Calculating Lung Capacity in Liters: Freshwater Buoyancy Volume Question

[NY152]

Homework Statement

A 69.5 kg man floats in freshwater with 2.95% of his volume above water when his lungs are empty, and 4.75% of his volume above water when his lungs are full. Calculate the volume of air, in liters, that he inhales (this is called his lung capacity). Neglect the weight of air in his lungs.

Homework Equations

d=m/v
freshwater: d=1000 kg/m^3

The Attempt at a Solution

From the given information, there's a 1.8% increase in volume. I'm just not sure where to start given the information above.

 

[gneill]

You should be able to determine the man's volume for both cases. Start by considering the volume of water he displaces in order to float.

 

[NY152]

Okay so I did ((69.5 kg/1000 kg/m^3)*(4.75/100))-((69.5/1000 kg/m^3)(2.95/100))= .00125 m^3 then converted that to liters which is 1.25 Liters. The homework system says "it looks like you may have confused the denominator and the numerator, check your algebra" Not sure where I'm going wrong here though...

 

[gneill]

You've found the difference between 4.75% of the displaced water and 2.95% of the displaced water. That's not what you're looking for. The displaced water volume is constant and smaller than the man's volume. You need to find the two volumes of the man.

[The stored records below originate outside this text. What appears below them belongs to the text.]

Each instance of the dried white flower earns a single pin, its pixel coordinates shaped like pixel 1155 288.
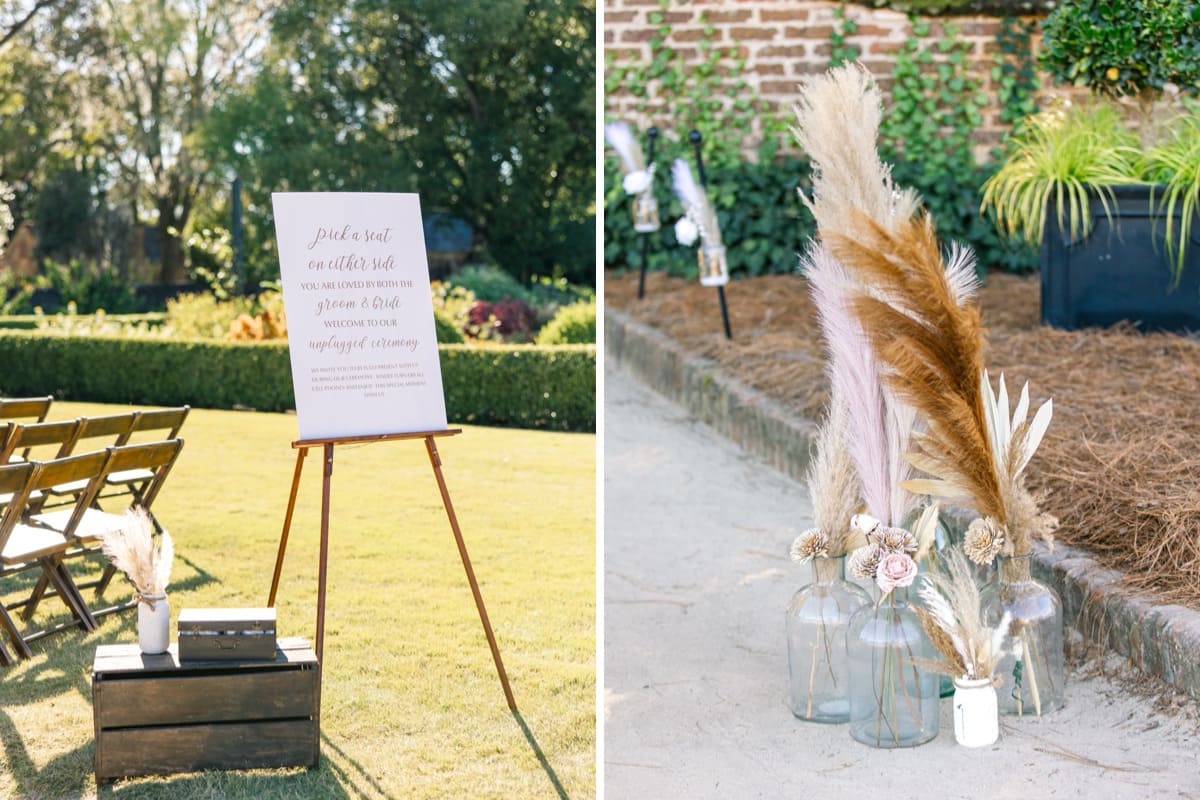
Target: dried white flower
pixel 811 543
pixel 687 232
pixel 636 181
pixel 897 540
pixel 984 540
pixel 864 563
pixel 864 523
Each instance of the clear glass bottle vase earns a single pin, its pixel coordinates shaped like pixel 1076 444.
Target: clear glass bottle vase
pixel 892 702
pixel 714 266
pixel 1032 667
pixel 817 618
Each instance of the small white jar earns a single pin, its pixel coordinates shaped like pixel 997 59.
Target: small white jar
pixel 976 713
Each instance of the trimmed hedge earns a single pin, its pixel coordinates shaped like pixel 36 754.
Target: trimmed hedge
pixel 29 322
pixel 525 386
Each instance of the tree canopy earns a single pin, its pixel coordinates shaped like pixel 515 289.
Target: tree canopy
pixel 485 109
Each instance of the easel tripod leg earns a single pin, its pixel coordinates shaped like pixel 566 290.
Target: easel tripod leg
pixel 436 461
pixel 324 549
pixel 287 525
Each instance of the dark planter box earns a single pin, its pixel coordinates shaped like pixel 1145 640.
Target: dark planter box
pixel 1120 271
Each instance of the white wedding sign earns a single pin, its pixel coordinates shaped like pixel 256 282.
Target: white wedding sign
pixel 360 318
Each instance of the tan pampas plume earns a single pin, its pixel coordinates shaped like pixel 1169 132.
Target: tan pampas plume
pixel 832 481
pixel 931 346
pixel 133 551
pixel 838 122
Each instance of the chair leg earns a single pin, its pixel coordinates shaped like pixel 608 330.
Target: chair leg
pixel 102 583
pixel 18 642
pixel 57 573
pixel 35 597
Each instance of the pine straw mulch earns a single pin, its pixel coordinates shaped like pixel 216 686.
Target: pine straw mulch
pixel 1120 464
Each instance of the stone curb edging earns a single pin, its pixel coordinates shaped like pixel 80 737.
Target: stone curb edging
pixel 1159 639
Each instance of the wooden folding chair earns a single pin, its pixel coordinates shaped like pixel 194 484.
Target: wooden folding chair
pixel 28 409
pixel 54 437
pixel 84 523
pixel 25 546
pixel 95 433
pixel 163 425
pixel 57 438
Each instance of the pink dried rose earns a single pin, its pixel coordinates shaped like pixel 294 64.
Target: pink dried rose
pixel 895 570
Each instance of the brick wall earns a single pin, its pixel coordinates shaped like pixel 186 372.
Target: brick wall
pixel 781 41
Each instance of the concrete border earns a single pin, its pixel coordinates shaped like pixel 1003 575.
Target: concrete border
pixel 1159 639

By the way, save yourself a heap of typing and just assign a variable name to repeated quantities. Call the volume of water displaced v_w, for example.

 

[NY152]

You've found the difference between 4.75% of the displaced water and 2.95% of the displaced water. That's not what you're looking for. The displaced water volume is constant and smaller than the man's volume. You need to find the two volumes of the man.

By the way, save yourself a heap of typing and just assign a variable name to repeated quantities. Call the volume of water displaced v_w, for example.

Oh okay, so I'd do the same sort of math setup but use 95.25% and 97.05% instead?

 

[gneill]

Oh okay, so I'd do the same sort of math setup but use 95.25% and 97.05% instead?

No. Let's concentrate on one of the volumes for the man first.

You've correctly determined that he displaces a volume of water $V_w = M/ρ$, where M is his mass and ρ the density of water. That is also the amount of his volume that is below water (since it's displacing the water). Let's call the man's total volume for the first case (the 2.95% above water case) $V_o$. What would be the volume above water (in symbols, no numbers yet)?